Investing.com -- The conservative candidate for chancellor in Germany, currently leading in the polls for the upcoming February election, has suggested a cut of €100 billion ($105 billion) in migration and social spending. This proposal is part of a broader plan to address the country's financial situation.
Friedrich Merz, the leader of the Christian Democratic Union (CDU), has taken a notably different approach to policy compared to current Chancellor Olaf Scholz. Scholz has refrained from reducing social welfare, despite the significant burden on taxpayers. In a press briefing held in Berlin, Merz criticized Scholz for the economic downturn in Germany, attributing it to the Social Democrat's policies.
The German economy is expected to contract for a second consecutive year, affected by reduced exports and increased energy costs in the wake of Russia's invasion of Ukraine. The next government will have to secure funding and public support for substantial investments, aimed at modernizing the country's aging infrastructure, strengthening defense capabilities, and dealing with the return of Donald Trump to the U.S. presidency.
Merz, who also leads the CDU/CSU alliance, claimed on Tuesday that Scholz has lost the trust of investors, leading to capital flight from the country. Merz expressed his intention to reduce the corporate tax rate to 25% and reaffirmed his readiness to assume governmental responsibility in Germany.

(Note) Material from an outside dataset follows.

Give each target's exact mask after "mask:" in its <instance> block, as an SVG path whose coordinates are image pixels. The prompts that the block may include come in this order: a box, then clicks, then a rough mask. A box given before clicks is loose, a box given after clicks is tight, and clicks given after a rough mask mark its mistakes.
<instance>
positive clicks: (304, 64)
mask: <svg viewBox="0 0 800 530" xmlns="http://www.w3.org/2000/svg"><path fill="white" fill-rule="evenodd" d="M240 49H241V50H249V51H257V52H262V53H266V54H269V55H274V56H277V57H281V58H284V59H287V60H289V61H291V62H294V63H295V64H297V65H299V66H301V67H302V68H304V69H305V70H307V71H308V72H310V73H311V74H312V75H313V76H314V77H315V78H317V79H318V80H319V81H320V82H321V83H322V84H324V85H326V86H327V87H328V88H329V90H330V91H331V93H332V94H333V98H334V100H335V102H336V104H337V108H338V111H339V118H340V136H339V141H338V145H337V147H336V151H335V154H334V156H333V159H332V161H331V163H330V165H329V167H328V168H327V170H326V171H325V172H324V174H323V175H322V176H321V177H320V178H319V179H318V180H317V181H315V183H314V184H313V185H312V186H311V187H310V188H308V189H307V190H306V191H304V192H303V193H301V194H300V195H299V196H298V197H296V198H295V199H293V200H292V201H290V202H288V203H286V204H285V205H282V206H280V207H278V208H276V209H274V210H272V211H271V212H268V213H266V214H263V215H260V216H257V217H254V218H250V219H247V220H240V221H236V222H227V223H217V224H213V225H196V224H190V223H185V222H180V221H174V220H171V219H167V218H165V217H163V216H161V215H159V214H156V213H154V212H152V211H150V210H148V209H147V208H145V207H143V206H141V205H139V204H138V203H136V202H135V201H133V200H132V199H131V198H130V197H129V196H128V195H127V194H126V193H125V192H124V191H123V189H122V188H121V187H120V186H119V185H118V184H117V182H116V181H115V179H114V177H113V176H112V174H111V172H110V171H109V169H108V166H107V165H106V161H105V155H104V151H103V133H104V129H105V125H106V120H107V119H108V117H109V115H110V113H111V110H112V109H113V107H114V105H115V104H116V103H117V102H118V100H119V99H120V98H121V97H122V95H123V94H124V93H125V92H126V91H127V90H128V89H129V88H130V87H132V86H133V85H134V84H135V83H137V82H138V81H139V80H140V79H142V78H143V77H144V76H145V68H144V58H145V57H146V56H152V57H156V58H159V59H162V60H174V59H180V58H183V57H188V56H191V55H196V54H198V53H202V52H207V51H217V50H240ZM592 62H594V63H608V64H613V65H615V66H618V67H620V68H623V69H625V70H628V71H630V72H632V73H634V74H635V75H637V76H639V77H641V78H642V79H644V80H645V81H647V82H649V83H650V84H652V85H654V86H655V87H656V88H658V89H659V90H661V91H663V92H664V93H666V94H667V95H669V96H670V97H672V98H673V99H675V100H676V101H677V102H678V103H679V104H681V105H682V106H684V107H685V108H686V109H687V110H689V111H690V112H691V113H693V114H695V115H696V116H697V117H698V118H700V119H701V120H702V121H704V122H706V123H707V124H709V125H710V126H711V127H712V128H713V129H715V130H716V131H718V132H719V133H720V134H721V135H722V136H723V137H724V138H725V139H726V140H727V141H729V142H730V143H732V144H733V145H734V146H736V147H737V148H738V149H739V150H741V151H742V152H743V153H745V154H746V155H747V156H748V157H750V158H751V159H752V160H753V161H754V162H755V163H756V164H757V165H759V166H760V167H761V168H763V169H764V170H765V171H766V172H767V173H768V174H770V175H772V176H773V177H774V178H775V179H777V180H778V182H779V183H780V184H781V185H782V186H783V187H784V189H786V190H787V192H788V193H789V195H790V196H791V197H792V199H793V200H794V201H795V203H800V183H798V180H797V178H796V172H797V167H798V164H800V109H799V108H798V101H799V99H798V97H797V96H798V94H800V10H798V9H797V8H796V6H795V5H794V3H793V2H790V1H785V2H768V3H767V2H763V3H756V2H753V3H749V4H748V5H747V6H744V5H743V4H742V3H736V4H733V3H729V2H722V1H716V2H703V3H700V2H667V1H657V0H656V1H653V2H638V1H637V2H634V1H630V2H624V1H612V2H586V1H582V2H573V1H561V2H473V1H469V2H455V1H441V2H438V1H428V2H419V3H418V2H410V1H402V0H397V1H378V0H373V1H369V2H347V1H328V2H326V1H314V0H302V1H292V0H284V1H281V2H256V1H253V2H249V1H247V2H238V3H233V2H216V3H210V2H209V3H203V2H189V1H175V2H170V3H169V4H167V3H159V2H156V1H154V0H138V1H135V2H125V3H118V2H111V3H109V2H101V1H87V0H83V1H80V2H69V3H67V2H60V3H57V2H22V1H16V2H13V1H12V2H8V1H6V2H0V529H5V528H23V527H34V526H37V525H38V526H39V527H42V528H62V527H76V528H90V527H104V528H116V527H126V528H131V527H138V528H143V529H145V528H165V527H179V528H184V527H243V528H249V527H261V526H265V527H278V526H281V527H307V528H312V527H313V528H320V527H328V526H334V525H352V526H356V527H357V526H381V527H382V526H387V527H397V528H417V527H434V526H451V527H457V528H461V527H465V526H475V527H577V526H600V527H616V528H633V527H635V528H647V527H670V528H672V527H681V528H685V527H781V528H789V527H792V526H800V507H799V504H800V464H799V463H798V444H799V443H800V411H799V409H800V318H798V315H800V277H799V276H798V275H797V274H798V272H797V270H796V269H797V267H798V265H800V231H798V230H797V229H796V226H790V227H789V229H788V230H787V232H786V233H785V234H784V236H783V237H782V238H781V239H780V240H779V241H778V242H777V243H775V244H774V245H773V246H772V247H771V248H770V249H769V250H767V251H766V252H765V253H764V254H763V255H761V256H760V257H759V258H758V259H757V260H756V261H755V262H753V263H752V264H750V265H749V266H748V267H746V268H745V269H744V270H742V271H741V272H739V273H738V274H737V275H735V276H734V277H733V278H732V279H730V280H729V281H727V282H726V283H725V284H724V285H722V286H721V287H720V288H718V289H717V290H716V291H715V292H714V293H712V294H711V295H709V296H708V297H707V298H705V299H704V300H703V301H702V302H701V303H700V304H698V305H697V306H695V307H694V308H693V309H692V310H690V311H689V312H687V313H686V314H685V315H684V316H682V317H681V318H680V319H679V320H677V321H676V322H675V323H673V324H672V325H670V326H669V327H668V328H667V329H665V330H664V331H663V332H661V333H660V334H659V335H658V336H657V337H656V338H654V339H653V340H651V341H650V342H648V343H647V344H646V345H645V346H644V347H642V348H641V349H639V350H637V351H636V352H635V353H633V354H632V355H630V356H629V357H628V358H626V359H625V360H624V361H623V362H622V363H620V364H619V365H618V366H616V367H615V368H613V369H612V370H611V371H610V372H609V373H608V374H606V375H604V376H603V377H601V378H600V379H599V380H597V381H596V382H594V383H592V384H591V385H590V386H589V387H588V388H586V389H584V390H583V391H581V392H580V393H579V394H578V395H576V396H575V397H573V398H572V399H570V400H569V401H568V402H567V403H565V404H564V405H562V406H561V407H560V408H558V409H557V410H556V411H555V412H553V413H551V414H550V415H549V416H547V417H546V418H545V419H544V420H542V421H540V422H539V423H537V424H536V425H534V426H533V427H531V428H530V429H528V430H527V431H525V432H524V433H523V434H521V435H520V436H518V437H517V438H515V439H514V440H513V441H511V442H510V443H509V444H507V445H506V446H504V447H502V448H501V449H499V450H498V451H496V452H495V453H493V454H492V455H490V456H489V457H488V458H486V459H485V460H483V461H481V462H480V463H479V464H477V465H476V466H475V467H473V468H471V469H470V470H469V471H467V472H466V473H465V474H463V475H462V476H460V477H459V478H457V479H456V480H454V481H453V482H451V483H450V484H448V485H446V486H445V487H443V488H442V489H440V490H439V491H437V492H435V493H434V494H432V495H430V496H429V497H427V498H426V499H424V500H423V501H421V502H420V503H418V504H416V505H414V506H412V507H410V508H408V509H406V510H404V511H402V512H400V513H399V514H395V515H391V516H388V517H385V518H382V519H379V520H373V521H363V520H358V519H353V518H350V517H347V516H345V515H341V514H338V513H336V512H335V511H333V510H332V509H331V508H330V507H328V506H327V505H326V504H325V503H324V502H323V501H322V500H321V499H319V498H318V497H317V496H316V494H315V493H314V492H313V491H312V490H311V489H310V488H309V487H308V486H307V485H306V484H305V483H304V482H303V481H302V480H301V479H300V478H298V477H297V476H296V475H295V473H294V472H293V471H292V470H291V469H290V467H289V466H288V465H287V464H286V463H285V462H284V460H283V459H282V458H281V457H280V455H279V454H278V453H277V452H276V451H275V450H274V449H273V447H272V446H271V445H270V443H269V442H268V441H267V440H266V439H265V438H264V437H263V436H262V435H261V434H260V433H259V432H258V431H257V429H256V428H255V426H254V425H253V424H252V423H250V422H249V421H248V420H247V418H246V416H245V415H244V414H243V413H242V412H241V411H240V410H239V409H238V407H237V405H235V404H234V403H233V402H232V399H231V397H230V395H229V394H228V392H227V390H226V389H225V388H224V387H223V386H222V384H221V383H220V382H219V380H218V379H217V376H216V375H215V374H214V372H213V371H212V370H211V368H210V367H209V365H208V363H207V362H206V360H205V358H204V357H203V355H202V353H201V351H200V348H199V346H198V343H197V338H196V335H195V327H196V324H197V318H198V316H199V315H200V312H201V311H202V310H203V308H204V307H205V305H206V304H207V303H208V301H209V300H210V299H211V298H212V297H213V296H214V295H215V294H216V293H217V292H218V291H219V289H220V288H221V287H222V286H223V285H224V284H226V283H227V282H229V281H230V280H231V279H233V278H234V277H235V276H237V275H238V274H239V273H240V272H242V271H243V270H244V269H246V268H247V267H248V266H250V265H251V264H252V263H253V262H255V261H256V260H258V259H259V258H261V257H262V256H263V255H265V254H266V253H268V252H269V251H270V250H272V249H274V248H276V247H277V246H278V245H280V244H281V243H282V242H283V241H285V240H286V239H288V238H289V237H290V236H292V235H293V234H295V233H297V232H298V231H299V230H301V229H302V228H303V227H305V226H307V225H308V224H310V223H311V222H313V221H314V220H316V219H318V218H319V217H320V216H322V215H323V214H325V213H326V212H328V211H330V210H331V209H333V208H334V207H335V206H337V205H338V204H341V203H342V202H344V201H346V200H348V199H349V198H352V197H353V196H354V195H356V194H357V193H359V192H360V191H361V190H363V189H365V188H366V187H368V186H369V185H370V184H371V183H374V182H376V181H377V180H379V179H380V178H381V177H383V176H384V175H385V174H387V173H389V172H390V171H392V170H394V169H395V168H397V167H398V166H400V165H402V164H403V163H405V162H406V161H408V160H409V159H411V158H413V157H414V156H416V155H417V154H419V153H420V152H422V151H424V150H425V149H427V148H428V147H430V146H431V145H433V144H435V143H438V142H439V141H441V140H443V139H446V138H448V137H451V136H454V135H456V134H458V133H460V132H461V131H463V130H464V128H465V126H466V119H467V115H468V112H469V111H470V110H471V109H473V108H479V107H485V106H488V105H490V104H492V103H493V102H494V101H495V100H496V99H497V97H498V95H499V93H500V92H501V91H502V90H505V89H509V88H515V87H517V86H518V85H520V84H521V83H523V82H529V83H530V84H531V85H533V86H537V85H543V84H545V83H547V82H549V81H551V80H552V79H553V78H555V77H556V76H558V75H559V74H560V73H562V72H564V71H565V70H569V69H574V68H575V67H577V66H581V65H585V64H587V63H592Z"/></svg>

The proposed budget for Germany in 2025 stands at €488 billion, with labor and social spending accounting for €179 billion.
The election campaign officially began on Monday when Scholz lost a confidence vote in the lower house of parliament, prompting a federal election set for Feb. 23, seven months earlier than initially scheduled. Until a new government is formed, Scholz's minority administration will remain in power.
Scholz's party, the Social Democrats, along with former coalition partners the liberal Free Democrats and the Greens, have been struggling in the polls.